The Trump administration on Tuesday announced new rules that will significantly raise wages for foreign workers on H-1B and narrow the eligibility criteria to qualify for these high-skilled visas. Both measures were aimed at preventing this programme from being used to displace Americans.
Indian professionals are the largest recipients of H-1B visas, accounting for more than 70% of the visas issued every year.
The White House said in a statement that President Donald Trump wanted to improve work visa programmes to “prioritise the highest-skilled workers and protect American jobs and wages” and intended H-1B visas to “be reserved for specialised talent that helps support a strong economy”.
The changes announced on Tuesday will be introduced as “interim final rules” and will go into effect separately, issued by separate federal agencies. The rule on higher wages, which goes into effect from Thursday, will be issued by the department of labour . It will be aimed at “strengthening wage protections, addressing abuses in these visa programmes, and ensuring American workers are not undercut by cheaper foreign labour”, said secretary of labour Eugene Scalia.
US employers hiring foreign workers on H-1B and other work visas will be required to pay foreign workers prevailing wages or the actual wage paid to other employees with similar experience and qualifications. The labour department will publish profession-specific prevailing wages based on surveys.
“The prevailing wage rates in these programmes thus play an integral role in protecting US workers from unfair competition posed by the entry of lower cost foreign labour into the US labour market,” said the department.
Critics of the H-1B programme have long argued it has been used to displace American workers by outsourcing their jobs to companies that use foreign workers, who are cheaper.
The department of homeland security’s interim final rule (IFR) changing the definition of “speciality occupation” is expected to become effective in 60 days. The department said the rule will narrow the definition of specialty occupation by “closing the over-broad definition that allowed companies to game the system”.
A basic college degree will not be sufficient any longer to quality for an H-B under the new rule. An applicant for a job in electrical engineering, for instance, will be required to have a degree in electrical engineering, not computers.
“We have entered an era in which economic security is an integral part of homeland security. Put simply, economic security is homeland security. In response, we must do everything we can within the bounds of the law to make sure the American worker is put first,” said DHS acting secretary Chad Wolf.
The new rule is expected to cut the number of H-1B petitions filed every year — around 200,000 — by a third, according to a senior DHS official.
The department will also closely monitor third-party employers who hire H-1B workers and contract them out to work for US companies. The White House called them “shadow” employers. Their employees will be granted reduced validity H-1B visa, possibly a year at a time. The normal term is three years, extendable by another three.
The DHS said it was skipping the usual notice-and-comment period as it rushes the rule to ensure that employing H-1B workers will not “worsen the economic crisis caused by Covid-19 and adversely affect wages and working conditions of similarly employed US workers.”

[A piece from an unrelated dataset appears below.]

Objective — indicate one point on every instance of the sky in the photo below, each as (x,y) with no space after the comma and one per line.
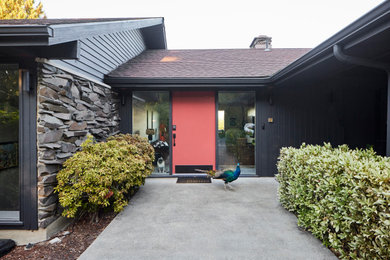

But the H-1B programme has been in the crosshairs of the Trump administration from 2017, when the president signed the Buy American, Hire American executive order intending to rid the programme of abuse and fraud.
“The pandemic has given this administration a pretext to enact all sorts of damaging and extreme immigration restrictions—against refugees, relatives of US citizens, and highly skilled immigrants as well,” said Doug Rand, who worked on immigration policy in the Obama White House and is now the co-founder of Boundless Immigration, a company that helps immigrants obtain green cards and citizenship.
President Trump has suspended all immigrant and non-immigrants visas — except for certain health professionals — to ensure Americans had the first shot at jobs becoming available in an economy crippled by Covid-19 and related lockdowns.